How Can I Get a Job in the Cake Baking Business?
Whether you create a three-tiered, car-shaped or simple chocolate cake, working in the cake baking business can be a creative way to spend your day. Read on to learn more about requirements for becoming a cake baker.
Get Cake Baking Training
The starting point for working in the cake baking business is enrolling in a baking and pastry arts program. Cake bakers are generally required to have formal training from a culinary school or pastry arts program and some experience working in the field. As an aspiring cake baker, you can choose from associate's or bachelor's degree programs.
Important Facts About Bakers
|Median Salary (2018)||$26,520|
|Job Outlook (2016-2026)||8%|
|Entry-level Education||Less than high school|
|Work Environment||Bakeries, grocery stores, restaurants|
Source: U.S. Bureau of Labor Statistics
Associate's degree programs can be completed in two years and cover all aspects of baking and pastries, including cakes and cake decorating. You can expect to encounter classes that focus on basic and classic cakes and special occasion and contemporary cakes. Additionally, many programs include coursework that covers design and pastry techniques, such as preparing various types of icings or using decorating mediums like fondant or gum paste.

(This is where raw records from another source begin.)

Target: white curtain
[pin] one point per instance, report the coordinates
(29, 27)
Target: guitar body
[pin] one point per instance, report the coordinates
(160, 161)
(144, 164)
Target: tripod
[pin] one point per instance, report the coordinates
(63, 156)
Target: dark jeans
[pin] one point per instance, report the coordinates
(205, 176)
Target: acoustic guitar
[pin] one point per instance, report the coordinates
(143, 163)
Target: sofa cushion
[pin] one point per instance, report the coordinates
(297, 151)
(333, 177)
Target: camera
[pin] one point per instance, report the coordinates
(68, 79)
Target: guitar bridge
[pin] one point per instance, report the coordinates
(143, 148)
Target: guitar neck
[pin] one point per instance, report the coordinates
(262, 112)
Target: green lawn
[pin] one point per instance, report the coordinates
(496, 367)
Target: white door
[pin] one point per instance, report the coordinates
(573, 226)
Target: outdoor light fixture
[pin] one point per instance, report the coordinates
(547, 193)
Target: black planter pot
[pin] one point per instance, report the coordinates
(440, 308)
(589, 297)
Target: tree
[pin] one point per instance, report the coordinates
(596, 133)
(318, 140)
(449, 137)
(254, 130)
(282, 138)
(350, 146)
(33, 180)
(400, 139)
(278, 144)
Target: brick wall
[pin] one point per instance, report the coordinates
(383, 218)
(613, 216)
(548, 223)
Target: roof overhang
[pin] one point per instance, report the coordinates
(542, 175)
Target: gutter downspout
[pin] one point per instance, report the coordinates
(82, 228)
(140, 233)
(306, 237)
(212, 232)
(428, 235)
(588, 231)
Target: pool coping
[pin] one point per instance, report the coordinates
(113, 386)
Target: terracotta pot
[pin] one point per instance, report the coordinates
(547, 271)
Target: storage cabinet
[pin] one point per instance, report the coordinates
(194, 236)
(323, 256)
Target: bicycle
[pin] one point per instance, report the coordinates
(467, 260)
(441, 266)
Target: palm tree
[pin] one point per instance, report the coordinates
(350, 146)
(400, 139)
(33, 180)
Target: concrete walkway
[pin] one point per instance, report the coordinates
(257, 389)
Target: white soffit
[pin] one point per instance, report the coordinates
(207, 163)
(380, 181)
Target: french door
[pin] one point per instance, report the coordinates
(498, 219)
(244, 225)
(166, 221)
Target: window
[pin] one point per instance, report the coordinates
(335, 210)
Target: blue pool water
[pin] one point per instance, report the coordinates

Bachelor's degree programs usually cover the same topics as associate's degree programs but also provide advanced business and management coursework. A bachelor's degree program in baking and pastry arts might be suitable if you're interested in opening your own cake baking shop.
Many employers seek cake bakers with previous experience, which you can acquire through an internship or externship with a bakery, caterer or other cake baking establishment. Oftentimes, schools will require that you complete an internship or externship as part of your pastry arts degree program.

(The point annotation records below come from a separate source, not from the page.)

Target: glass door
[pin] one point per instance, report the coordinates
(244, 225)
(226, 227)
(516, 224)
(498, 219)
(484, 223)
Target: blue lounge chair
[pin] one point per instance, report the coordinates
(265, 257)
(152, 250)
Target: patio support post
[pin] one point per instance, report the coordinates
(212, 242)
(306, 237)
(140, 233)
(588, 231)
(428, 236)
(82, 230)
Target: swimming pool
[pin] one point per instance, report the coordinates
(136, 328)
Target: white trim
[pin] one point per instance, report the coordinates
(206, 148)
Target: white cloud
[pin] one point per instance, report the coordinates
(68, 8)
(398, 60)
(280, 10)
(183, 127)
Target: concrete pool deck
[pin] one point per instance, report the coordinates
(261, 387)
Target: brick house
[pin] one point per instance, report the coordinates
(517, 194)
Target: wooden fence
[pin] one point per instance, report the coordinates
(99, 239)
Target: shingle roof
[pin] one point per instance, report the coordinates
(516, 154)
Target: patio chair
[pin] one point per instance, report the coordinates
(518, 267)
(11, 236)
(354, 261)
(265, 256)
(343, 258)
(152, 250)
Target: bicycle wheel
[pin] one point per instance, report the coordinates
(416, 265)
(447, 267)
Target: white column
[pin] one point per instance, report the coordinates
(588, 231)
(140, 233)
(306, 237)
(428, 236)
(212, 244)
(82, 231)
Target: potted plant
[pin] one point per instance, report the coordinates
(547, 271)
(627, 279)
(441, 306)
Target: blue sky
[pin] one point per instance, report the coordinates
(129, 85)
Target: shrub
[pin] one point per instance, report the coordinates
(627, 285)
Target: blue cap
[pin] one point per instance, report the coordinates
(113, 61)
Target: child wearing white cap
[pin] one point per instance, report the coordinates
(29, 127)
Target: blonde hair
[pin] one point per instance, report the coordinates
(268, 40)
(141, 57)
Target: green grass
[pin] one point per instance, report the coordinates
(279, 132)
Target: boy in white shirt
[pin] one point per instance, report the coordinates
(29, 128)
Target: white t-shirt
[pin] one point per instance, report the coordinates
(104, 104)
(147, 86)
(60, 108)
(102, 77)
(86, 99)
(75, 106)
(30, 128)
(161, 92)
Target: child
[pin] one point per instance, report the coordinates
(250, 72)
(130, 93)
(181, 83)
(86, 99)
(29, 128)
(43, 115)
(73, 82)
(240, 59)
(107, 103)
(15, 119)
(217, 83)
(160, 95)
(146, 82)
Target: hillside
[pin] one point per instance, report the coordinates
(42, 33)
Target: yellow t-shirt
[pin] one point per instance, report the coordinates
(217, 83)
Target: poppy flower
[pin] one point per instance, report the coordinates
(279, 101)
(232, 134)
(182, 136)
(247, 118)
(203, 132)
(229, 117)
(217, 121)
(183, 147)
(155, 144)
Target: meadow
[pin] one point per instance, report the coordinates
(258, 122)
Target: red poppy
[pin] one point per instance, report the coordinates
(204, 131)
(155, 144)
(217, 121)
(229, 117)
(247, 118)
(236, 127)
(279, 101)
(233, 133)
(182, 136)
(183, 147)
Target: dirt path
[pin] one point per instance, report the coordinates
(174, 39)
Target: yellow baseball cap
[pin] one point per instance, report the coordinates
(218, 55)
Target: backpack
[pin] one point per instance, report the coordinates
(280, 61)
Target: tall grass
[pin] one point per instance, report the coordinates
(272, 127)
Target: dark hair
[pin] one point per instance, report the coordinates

Depending on the state where you work and/or your employer, you might need a food service sanitation certificate, which can be acquired through your state's public health department. In general, you'll need to complete a 15-hour class covering food-borne illnesses, food protection and safety, facility sanitation and personal hygiene. Renewal requirements vary by state, with some states requiring completion of a 5-hour certificate renewal class.